GfK Media’s radio audience figures have caused a stir with Rajar. But instead of criticising, Rajar should be getting its own house in order, says Mark Jarvis
At first sight, the results of GfK Media’s National Broadcast Media Survey, which covers TV and radio audiences, confirm what many had suspected, that research respondents’ memories are fallible and paper diaries are not a reliable method of measuring media consumption.
However, the audience levels recorded by the electronic wrist monitor device used by GfK are claimed to reflect all listening – including in cars, offices and out of home. This brings a new dimension to the numbers and should enable measurement of radio, television and even cinema consumption to be conducted using the same standards. At the moment the disparity between the Rajar figure for Radio 4, which reported 10 million listeners, and the GfK research figure of 17.9 million, demonstrates how much the two methods vary.
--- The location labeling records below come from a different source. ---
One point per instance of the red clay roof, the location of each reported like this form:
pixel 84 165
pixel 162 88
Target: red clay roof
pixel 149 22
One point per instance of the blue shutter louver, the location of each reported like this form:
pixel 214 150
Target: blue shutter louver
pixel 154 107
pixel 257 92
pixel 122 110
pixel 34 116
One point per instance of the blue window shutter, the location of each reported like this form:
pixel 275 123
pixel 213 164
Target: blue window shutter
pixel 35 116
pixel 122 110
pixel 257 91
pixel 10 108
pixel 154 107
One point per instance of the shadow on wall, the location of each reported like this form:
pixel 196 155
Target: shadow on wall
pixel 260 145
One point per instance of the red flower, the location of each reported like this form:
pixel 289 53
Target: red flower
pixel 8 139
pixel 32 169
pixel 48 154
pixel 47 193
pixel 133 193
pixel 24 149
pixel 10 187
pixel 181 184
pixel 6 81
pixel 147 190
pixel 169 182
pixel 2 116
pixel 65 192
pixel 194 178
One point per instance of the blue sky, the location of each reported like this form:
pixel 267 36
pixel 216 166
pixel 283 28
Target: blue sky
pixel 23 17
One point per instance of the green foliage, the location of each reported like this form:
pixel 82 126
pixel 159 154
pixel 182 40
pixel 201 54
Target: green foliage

But flawed research is not a novelty in the broadcast industry, as anyone who has had to work with BARB data over the past 18 months will testify. The fact that Rajar is researching electronic audience measurement systems, including the wristwatch system, supports the belief that paper diaries are outdated and that the time has come to move to a more robust methodology.
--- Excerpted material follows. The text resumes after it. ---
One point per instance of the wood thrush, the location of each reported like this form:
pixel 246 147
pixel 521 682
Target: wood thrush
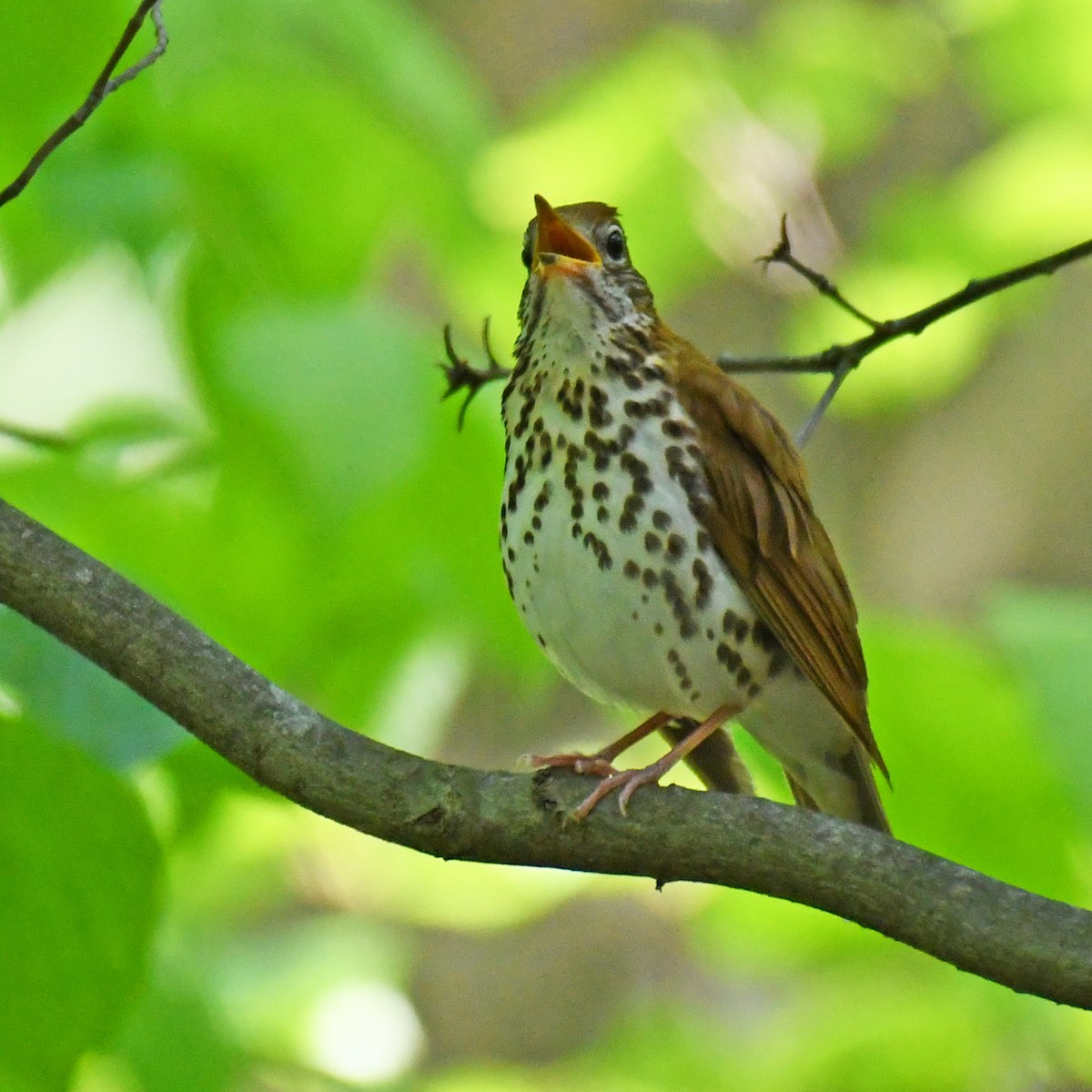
pixel 660 541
Rajar has argued that GfK’s offering is inaccurate, while accepting that its current system is flawed. And GfK’s parallel test, in which people used both diaries and a wristwatch over a week, proved the advantages of the latter. When recording data in a diary, people forget about short bouts of station surfing, and say they listened for longer uninterrupted blocks than was actually the case. But the wristwatch isn’t perfect either. It relies on the user to remember to put it on and then to use it correctly. It is also going to be more susceptible to malfunctions. But it is less likely to report inaccuracies than a diary method.
Rajar’s definition of reach when using the diary method is classed as five minutes or more in any 15-minute period. The GfK technology allows reach to be calculated minute by minute and more people in the country are going to have listened for one minute-plus than five minutes-plus, so it is valid to claim that GfK has got closer to what the industry actually wants. Rajar has pointed out that its sample is nine times bigger than GfK’s, but GfK is only aiming to report national listening, so its sample size is large enough. Rajar uses a much larger sample because it covers local stations.
We should applaud the efforts of Kelvin McKenzie’s Wireless Group, which commissioned the survey, for drawing attention to the flaws in the current system. However, a measurement system that has the potential to measure across media must be introduced with industry consensus, following rigorous testing, if the results are to be honoured as a viable trading currency.